Spatial-Temporal Graph Attention Fuser for Calibration in IoT Air
Pollution Monitoring Systems
- URL: http://arxiv.org/abs/2309.04508v1
- Date: Fri, 8 Sep 2023 12:04:47 GMT
- Title: Spatial-Temporal Graph Attention Fuser for Calibration in IoT Air
Pollution Monitoring Systems
- Authors: Keivan Faghih Niresi, Mengjie Zhao, Hugo Bissig, Henri Baumann, and
Olga Fink
- Abstract summary: We propose a novel approach to enhance the calibration process by fusing data from sensor arrays.

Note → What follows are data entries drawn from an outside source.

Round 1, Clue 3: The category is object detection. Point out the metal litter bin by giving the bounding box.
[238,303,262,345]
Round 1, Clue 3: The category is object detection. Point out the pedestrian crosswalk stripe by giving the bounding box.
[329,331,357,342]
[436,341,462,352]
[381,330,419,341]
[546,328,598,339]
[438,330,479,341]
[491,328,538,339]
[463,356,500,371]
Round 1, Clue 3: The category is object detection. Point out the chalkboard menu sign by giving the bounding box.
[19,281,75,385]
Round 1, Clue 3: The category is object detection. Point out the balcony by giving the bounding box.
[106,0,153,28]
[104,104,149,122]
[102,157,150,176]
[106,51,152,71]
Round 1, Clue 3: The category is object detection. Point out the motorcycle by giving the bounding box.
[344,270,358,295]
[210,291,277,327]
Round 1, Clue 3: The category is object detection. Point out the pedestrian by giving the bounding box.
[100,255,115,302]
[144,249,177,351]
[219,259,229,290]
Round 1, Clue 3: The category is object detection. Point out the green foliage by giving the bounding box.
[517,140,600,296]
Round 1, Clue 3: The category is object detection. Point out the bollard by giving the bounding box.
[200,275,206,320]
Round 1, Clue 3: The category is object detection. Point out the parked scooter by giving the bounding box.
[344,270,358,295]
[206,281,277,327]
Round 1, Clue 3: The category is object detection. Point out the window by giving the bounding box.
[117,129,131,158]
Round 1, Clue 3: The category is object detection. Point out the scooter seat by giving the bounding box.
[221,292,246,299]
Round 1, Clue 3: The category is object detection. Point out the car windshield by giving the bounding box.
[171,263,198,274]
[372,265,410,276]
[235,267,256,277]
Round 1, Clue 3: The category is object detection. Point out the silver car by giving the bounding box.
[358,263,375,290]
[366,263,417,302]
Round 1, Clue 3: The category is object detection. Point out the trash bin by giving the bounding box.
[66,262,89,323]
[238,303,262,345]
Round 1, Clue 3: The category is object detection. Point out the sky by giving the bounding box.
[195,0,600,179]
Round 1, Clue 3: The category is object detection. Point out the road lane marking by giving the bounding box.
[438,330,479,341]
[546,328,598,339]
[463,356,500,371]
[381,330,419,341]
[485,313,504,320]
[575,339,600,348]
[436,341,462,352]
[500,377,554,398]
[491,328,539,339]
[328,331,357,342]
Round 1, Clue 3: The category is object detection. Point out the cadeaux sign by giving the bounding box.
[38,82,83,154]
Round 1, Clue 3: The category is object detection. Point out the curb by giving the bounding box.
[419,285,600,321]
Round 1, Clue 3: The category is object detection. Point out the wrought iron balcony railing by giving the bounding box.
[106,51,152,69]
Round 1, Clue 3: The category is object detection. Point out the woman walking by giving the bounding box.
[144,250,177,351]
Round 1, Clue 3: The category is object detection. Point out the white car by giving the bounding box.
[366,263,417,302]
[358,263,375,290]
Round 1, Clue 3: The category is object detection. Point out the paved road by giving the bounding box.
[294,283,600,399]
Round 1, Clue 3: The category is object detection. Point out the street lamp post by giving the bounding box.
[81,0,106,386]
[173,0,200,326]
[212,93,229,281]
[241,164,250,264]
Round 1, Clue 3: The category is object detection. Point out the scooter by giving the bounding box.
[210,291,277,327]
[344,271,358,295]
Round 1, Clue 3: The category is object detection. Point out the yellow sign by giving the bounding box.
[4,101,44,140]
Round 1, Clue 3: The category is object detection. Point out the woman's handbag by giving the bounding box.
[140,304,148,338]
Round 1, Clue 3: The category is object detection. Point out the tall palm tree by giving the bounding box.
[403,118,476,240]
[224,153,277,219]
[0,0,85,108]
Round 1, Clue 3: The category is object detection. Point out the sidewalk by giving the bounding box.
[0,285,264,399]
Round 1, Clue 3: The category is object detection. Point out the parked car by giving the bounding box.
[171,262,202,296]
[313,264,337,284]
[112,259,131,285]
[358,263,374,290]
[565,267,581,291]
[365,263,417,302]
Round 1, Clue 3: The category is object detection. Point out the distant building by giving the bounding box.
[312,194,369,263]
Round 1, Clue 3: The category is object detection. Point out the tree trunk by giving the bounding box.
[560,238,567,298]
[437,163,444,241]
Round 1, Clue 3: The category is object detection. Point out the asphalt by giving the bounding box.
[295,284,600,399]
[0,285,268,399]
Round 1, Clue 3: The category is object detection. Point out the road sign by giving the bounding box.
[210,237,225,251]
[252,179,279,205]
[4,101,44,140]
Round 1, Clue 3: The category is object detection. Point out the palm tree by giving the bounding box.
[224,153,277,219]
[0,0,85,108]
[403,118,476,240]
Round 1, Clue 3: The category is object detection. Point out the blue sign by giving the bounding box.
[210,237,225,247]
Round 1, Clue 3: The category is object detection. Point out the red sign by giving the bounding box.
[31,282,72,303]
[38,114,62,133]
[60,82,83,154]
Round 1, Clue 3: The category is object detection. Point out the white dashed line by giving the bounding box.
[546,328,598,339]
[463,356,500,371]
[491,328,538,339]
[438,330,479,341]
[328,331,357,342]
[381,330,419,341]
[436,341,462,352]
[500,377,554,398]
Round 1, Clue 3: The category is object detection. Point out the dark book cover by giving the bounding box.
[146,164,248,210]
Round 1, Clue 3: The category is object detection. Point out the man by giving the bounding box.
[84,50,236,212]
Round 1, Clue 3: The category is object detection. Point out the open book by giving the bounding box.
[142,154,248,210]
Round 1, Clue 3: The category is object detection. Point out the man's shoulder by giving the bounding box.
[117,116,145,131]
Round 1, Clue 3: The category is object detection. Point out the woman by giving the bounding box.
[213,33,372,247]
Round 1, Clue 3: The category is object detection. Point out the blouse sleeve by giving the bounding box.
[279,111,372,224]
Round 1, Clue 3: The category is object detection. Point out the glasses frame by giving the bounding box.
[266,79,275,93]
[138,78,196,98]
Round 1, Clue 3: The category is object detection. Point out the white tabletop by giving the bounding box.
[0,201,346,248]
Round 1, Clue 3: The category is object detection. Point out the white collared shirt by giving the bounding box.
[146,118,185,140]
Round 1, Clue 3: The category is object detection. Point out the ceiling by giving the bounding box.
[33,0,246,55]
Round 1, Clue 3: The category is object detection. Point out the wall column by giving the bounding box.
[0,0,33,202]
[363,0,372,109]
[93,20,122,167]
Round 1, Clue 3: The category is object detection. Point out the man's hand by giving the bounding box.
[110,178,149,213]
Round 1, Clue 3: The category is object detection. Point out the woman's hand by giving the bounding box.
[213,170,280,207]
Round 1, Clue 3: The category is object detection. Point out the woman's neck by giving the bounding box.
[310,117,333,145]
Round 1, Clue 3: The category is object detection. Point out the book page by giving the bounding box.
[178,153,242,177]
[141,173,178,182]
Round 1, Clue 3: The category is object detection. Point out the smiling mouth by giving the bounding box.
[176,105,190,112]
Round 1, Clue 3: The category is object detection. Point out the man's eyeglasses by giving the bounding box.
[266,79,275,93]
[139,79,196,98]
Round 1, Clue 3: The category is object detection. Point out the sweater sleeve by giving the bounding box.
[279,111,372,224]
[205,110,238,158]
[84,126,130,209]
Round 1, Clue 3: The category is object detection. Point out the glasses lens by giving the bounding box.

We demonstrate the effectiveness of our approach in significantly improving the calibration accuracy of sensors in IoT air pollution monitoring platforms.
- Score: 8.997596859735516
- License: http://creativecommons.org/licenses/by-nc-nd/4.0/
- Abstract: The use of Internet of Things (IoT) sensors for air pollution monitoring has
significantly increased, resulting in the deployment of low-cost sensors.
Despite this advancement, accurately calibrating these sensors in uncontrolled
environmental conditions remains a challenge. To address this, we propose a
novel approach that leverages graph neural networks, specifically the graph
attention network module, to enhance the calibration process by fusing data
from sensor arrays. Through our experiments, we demonstrate the effectiveness
of our approach in significantly improving the calibration accuracy of sensors
in IoT air pollution monitoring platforms.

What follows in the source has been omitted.